En mi casa casi siempre está la radio sonando. No soy de las que pienso que la radio haga compañía, pero está bien de vez en cuando que algo no nos permita escuchar el silencio. Nos acostumbramos a escuchar voces sin rostro, canciones repetidas, entradillas insistentes…

En las familias siempre hay tradiciones que pasan de generación en generación sin una razón aparente. Son hábitos que acabamos haciendo propios sin saber muy bien el porqué. En mi caso, escuchar la radio durante la comida se ha convertido en una costumbre arraigada. Durante mi primer año fuera de casa, la radio me acompañó de forma continua, me ayudaba a sentirme un poquito más cerca de lo que antes hacía, me ayudaba a estar de algún modo conectada a lo que, hasta entonces, había sido mi casa.
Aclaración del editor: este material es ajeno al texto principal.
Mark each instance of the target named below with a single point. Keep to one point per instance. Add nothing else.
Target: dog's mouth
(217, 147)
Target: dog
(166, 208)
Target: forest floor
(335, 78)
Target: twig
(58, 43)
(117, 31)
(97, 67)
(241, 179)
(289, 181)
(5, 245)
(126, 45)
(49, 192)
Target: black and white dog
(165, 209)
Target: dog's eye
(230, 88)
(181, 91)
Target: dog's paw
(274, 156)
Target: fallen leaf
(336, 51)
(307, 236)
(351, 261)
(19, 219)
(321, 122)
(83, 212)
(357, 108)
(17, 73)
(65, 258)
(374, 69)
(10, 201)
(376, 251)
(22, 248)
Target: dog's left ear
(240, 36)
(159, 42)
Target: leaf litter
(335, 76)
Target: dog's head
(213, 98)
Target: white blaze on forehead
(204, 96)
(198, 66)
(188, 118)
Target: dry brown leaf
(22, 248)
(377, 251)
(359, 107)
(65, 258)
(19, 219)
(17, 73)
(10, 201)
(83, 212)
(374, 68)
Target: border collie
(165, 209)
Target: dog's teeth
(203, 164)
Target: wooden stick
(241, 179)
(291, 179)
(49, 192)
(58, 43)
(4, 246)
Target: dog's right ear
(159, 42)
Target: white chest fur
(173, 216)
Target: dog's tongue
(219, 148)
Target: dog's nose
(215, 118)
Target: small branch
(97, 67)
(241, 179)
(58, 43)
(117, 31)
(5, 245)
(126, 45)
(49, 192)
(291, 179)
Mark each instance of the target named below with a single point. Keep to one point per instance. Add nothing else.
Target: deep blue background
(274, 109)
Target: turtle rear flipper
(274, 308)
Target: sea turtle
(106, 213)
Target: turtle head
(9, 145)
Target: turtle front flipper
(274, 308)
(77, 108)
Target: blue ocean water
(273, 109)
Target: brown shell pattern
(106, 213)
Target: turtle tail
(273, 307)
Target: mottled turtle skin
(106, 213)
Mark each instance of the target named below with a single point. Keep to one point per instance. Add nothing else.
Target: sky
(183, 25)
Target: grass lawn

Para bien o para mal en mi casa se escucha RNE. Será que mi abuelo ya la escuchaba y por eso mi padre la elige. Yo sigo los pasos de mi padre de algún modo y lo que más escucho es Radio 3. Algunos programas los sigo desde hace años y otros, por desgracia, han desaparecido.

Durante mi último año de instituto, cuando me levantaba, la radio estaba ya sonando. Mientras me preparaba para ir a clase escuchaba un serial radiofónico que siempre comenzaba con la frase: “Cuando Juan y Tula fueron a Siritinga”…Serial de aventuras de dos jóvenes intrépidos en un mundo de fantasía. Coincidía con mi desayuno. Nunca salía de casa sin que hubiese acabado el capítulo del día. Corriendo, bajaba a casa de Leticia y de allí a clase. No sé muy bien porque no se siguen haciendo estos seriales. Me encantan. Me fascina la facilidad con que los actores transmiten sólo con su voz todo lo que pasa en la escena. Además, tienen una gran ventaja, sólo hay que escuchar, no es necesario mirar a ningún punto en particular (o caja en especial).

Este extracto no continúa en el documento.